Brendan Macken
- Born: Brendan Macken 19 May 1991 (age 34) Dublin, Ireland
- Height: 1.87 m (6 ft 1+1⁄2 in)
- Weight: 92 kg (14 st 7 lb; 203 lb)
- School: Blackrock College

Rugby union career
- Position: Centre

Amateur team(s)
- Years: Team / Apps / (Points)
- Blackrock College

Senior career
- Years: Team / Apps / (Points)
- 2010–2015: Leinster / 46 / (30)
- 2015: → Gloucester (loan) / 4 / (0)
- 2015–2018: Wasps / 30 / (45)
- 2018–2020: London Irish / 18 / (30)
- Correct as of 5 October 2020

International career
- Years: Team / Apps / (Points)
- 2010–2011: Ireland U20 / 14 / (5)
- 2013–2014: Emerging Ireland / 4 / (0)
- Correct as of 10 February 2015

= Brendan Macken (rugby union) =

Irish rugby player (born 1991)

Brendan Macken (born 19 May 1991) is an Irish former professional rugby player.

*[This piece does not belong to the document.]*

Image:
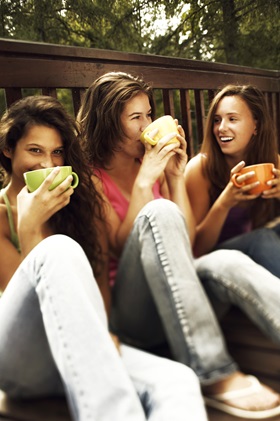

Macken, who played Leinster Schools Cup rugby with Blackrock College, made his Leinster senior debut in an away defeat to Glasgow Warriors in the closing weeks on the 2009/10 season.

Having impressed with the Leinster Academy and with the 'A' side in interprovincial and British & Irish Cup matches, Macken found himself limited to a solitary Magners League match, against Aironi, the following season.

With centres Brian O'Driscoll, Gordon D'Arcy and Fergus McFadden in New Zealand on Rugby World Cup duty with Ireland, the 21-year-old was given the opportunity and he scored a try, and contributed to another, in the 31–10 defeat of Newport Gwent Dragons. His partnership with Eoin O'Malley in the centre gave Blues supporters and exciting glimpse of the future.

The returning Irish internationals made it tough for Macken to hold down a regular spot but he set about delivering for the 'A' side in clashes against London Welsh and Pontypridd. Macken, capped 13 times by Ireland Under-20s, eventually reached the semi-finals of the 'British & Irish Cup,' before the team were eliminated by Munster.

He was recalled to the senior squad in January and February 2012 for three starts in the PRO12 and scored his second ever league try in a comprehensive 54–13 win over Edinburgh at the RDS. He featured in pre-season games in August and scored a last-minute try against Dragons in a bonus point victory.

On 28 February 2015, Macken signed a loan deal to join Gloucester Rugby until the end of the 2014–15 season. On 22 May 2015, Macken signed a permanent deal to join Aviva Premiership rivals Wasps.

On 28 August 2018 it was confirmed Brendan Macken had left Wasps to join then Championship side London Irish.